Religion was also deeply important to Pré, but he viewed it as a potential connector rather than a divider. Christianity occupied a central place in the deliberations of Pré and his colleagues in charge of deciding how to allocate FIDES money to expand education in French Africa. Under Pré’s leadership, the FIDES board characterized Eurafrica as a “civilizational choice” in favor of the Christian West over the Islamic world.72 Ignoring Aujoulat’s entreaty to stop regarding Africa as a blank slate, Pré and the FIDES planners framed that choice in a vacuum:
Unlike the populations of the Middle East and Asia, our populations in French Africa cannot claim a civilization of their own. Rather, they are looking to fill the void with external elements that they can adapt to their own tendencies. This is a unique opportunity we must seize, for the Eurafrican bloc, the cornerstone of this “great entity Metropole-Outre-Mer” that we are so intently trying to build, can be realized by a solid foundation: a common civilization, which is to say, Western civilization, which is nothing other than French civilization tout court.73
In their view, millions of sub-Saharan Africans were awaiting “an orientation toward new forms of civilization.” Crucially, Pré and the FIDES planners believed that Islam noir had not yet taken on the “totalitarian forms that are incompatible with our civilization”—unlike in the Arab world. Indeed, they considered conditions in Africa favorable to westernization and African Islam as not posing an obstacle to that evolution. As we shall see in chapter 5, this attitude was widespread and had profound implications for colonial education policies in Muslim-majority regions in both AOF and AEF.

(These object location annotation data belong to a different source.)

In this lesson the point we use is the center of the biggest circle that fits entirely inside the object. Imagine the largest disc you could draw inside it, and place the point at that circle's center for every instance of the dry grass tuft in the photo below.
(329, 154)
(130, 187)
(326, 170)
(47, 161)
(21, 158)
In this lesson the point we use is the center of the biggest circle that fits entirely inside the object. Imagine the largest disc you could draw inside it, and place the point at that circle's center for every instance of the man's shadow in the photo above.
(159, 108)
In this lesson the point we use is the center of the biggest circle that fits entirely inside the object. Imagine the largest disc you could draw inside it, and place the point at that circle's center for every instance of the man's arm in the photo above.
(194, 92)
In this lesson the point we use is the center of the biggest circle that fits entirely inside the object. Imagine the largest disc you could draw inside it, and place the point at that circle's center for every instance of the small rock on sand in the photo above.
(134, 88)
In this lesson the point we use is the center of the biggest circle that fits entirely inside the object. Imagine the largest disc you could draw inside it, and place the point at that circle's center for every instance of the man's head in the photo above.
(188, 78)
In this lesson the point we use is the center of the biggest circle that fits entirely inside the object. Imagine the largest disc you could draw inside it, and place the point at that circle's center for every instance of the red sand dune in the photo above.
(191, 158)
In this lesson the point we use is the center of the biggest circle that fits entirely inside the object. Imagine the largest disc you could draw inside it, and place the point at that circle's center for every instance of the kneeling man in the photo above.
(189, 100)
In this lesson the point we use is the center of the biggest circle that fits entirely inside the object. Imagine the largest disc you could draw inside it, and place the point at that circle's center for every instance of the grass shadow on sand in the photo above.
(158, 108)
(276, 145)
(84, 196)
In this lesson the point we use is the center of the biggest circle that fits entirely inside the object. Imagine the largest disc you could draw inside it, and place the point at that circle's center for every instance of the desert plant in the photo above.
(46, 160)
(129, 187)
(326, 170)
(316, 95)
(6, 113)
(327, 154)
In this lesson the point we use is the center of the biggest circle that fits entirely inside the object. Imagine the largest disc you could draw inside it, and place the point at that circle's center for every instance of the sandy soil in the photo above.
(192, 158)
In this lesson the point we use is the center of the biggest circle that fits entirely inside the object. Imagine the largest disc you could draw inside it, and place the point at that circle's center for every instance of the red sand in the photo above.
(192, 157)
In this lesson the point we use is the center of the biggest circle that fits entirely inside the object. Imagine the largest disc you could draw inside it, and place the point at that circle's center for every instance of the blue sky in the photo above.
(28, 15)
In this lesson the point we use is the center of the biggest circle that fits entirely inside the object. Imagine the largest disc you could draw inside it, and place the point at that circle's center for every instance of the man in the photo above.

Africa and the European Youth Campaign
The European Youth Campaign initially focused on promoting the European Defense Community and the European Political Community. The collapse of those projects in 1954 was not only a devastating blow to more robust European political integration: it also raised doubts about the efficacy of the EYC’s tactics and strategy. In its early years, the EYC organized small-scale educational programming for young people who were already involved in organized youth movements. By 1955, a showier display of young people’s support for European integration seemed urgently needed and would require transforming the EYC from an elite movement of young cadres to a mass movement for all. To reach a wider audience, the EYC concentrated on regional and local activities “to reach out to young people where they live, work, and learn.”74
At the same time that the EYC was pivoting to more grassroots organizing, it was also trying to redefine its objectives in light of the rapidly changing international situation. French officials in the EYC felt the upheavals wrought by decolonization in Asia and the failure of the EDC and EPC put European youth in a double bind. EYC officials feared that young people, confronted with a “heritage of failure,” were resigning themselves to withdraw from the international arena. According to Jacques Eugene, one of the French leaders of the EYC, the campaign needed to get young people involved in finding a role for Europe in world affairs, to encourage direct civic participation in the process of European integration, and to clearly outline young Europeans’ responsibilities toward “under-developed countries and the associated territories.”75
In pursuit of that latter goal, the French section of the EYC created its own “Overseas Group,” which was presided over by Antoine Lawrence, a Guinean youth leader who was involved with a number of French youth organizations and served as the president of the US-backed World Association of Youth for most of the 1950s.76 The founding of the group was a key step in converting the French section of the EYC to the Eurafrican cause. By 1957, the section’s official program identified its core objectives as creating a European representative assembly elected by universal suffrage and formally instituting a “Europe-Africa Community.”77 Subsequently, Eurafrica was a recurring theme in the EYC’s journal Young Europe, which published studies on the Loi Cadre and a steady stream of reflections on the political, economic, and “ethnic” issues raised by the prospect of forging closer ties between Europe and Africa.78
The EYC’s “Eurafrican” turn was not just rhetorical. The French section fought hard to get African students in France involved in EYC initiatives in neighboring European countries. By the end of the decade, a quarter of state-funded summer stages and exchange programs had added a European dimension to their initiatives for Africans. For example, in 1959, the Confédération Nationale de la Famille Rurale designated five places for African trainees to attend its study sessions in the Netherlands and Germany; the Fédération française des maisons de jeunes et de la culture reserved five spots for Africans in a study mission on rural life in Italy and another ten spaces for Africans to attend a six-month training session for directors of youth clubs in France, Italy, and Germany; the Organisation centrale des camps et activités de jeunesse arranged for several Africans to go to Italy for a cultural enrichment program on “Roman Civilization” and pledged to reserve spots for young Africans upon request in its network of 180 camps and youth centers across Western Europe.79
Like the gathering at Brest that opened this book, European youth initiatives in the early 1950s had focused on getting French and European youth to envision French Africa as part of Europe. Political developments like the Loi Cadre refocused EYC officials’ attention on making sure young Africans participated in these efforts directly.80 Jacques Eugene admitted,
It is distressing to note that until now these projects [of associating Europe and Africa] have practically only been studied by metropolitan French, or at best, by Africans of the preceding generation who have been thoroughly Frenchified [francisés]. The reactions of the younger generations, of more modest cultural development, remain to be properly studied. If this work is not done, we should fear Eurafrican projects will appear to them as a hypocritical new form of colonization. In that case, it would be a total failure.81
Henceforth, Eugene concluded, engaging African youth would be a priority.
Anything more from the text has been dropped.